Les défenseurs d’un durcissement insistent sur l’effet dissuasif et sur la responsabilité des acteurs judiciaires. Ils parlent aussi des places de prison et de la nécessité de moyens supplémentaires pour éviter l’engorgement de toute la chaîne pénale. Cet argument a une logique politique : il parle à ceux qui voient une justice trop lente et trop peu lisible. Mais il ne règle pas, à lui seul, le traitement initial des plaintes, là où se joue la protection immédiate des enfants.

À l’inverse, les partisans d’une réponse centrée sur les moyens rappellent que l’autorité judiciaire n’est pas un guichet abstrait. Elle dépend d’effectifs, de greffes, d’enquêteurs, de médecins et de cellules spécialisées. Le CSM lui-même rappelle que la discipline des magistrats vise l’exemplarité, mais aussi la confiance publique. Ce rappel compte : il montre qu’on peut demander des comptes sans transformer chaque défaillance en soupçon généralisé contre toute l’institution.

Une contradiction qui ne disparaît pas

La ligne de fracture est connue. D’un côté, ceux qui veulent mieux sanctionner les magistrats et rendre les dysfonctionnements plus visibles. De l’autre, ceux qui craignent qu’une pression politique trop forte fragilise l’indépendance de la justice. Cette indépendance n’est pas un luxe corporatiste : le CSM la décrit comme une garantie d’impartialité pour les justiciables. C’est précisément pour cela que la question disciplinaire est si sensible.

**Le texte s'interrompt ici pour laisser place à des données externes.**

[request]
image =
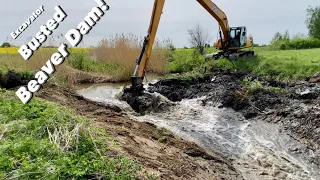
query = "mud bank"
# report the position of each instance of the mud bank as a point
(294, 106)
(157, 150)
(13, 79)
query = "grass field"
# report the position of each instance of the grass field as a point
(116, 58)
(289, 64)
(43, 140)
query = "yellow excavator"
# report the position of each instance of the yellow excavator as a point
(230, 43)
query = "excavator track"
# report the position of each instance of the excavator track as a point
(229, 55)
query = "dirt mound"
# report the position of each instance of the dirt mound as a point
(158, 150)
(145, 102)
(12, 79)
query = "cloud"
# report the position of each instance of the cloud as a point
(262, 18)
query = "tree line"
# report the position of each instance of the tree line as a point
(284, 41)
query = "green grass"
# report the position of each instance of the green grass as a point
(42, 140)
(290, 64)
(84, 62)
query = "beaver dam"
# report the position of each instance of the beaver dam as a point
(271, 132)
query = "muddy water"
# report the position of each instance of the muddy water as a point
(259, 149)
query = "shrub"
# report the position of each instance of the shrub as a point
(123, 50)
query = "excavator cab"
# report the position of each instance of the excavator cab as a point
(237, 37)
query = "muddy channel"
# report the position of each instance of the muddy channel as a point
(267, 135)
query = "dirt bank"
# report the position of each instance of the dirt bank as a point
(296, 106)
(12, 79)
(157, 150)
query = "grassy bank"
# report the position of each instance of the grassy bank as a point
(114, 57)
(42, 140)
(289, 64)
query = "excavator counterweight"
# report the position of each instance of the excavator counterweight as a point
(230, 43)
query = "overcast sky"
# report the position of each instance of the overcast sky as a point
(263, 18)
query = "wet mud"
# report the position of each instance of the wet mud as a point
(159, 151)
(12, 79)
(296, 105)
(293, 106)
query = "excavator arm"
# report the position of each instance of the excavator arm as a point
(144, 56)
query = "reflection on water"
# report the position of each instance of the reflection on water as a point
(259, 149)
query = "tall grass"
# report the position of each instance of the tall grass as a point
(123, 50)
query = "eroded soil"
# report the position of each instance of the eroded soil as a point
(158, 150)
(296, 106)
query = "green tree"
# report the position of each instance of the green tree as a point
(313, 21)
(198, 38)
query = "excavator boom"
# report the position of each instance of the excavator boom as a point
(144, 57)
(211, 7)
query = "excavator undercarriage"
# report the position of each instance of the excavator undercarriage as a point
(231, 55)
(230, 43)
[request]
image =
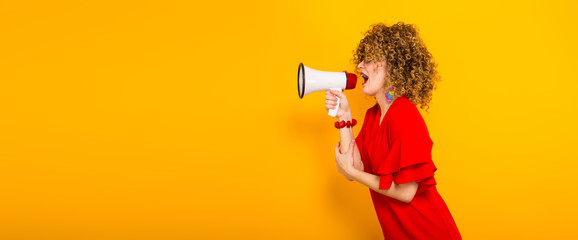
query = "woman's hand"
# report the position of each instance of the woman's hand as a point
(345, 160)
(331, 102)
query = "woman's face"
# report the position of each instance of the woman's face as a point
(374, 74)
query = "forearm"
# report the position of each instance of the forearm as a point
(346, 134)
(402, 192)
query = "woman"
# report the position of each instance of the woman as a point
(392, 153)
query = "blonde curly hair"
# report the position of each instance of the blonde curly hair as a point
(411, 69)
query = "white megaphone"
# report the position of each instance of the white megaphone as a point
(310, 80)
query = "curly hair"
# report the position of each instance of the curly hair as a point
(411, 69)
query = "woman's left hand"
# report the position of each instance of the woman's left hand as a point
(345, 160)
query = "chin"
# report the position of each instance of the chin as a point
(368, 92)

Les associations de protection de l’enfance, elles, regardent surtout le résultat. Elles attendent que les alertes soient prises au sérieux, que les enfants soient entendus vite, et que les décisions arrivent avant qu’un nouveau drame ne survienne. C’est là que se joue le bénéfice concret des réformes : pour les victimes, les familles, les écoles, les médecins et les services sociaux. Les mesures qui améliorent le repérage et la coordination profitent d’abord aux plus fragiles ; les sanctions disciplinaires, elles, rassurent surtout sur la capacité de l’institution à se corriger.

Ce qu’il faudra surveiller

La suite se jouera sur trois fronts. D’abord, la traduction éventuelle de ces propositions dans le débat parlementaire. Ensuite, les moyens réellement ouverts à la justice des mineurs et aux services d’enquête en 2026. Enfin, la manière dont le CSM et le ministère répondront à la critique sur le suivi des plaintes. Tant que ces trois niveaux n’avancent pas ensemble, le risque reste le même : l’indignation publique monte, mais les dossiers, eux, continuent d’attendre.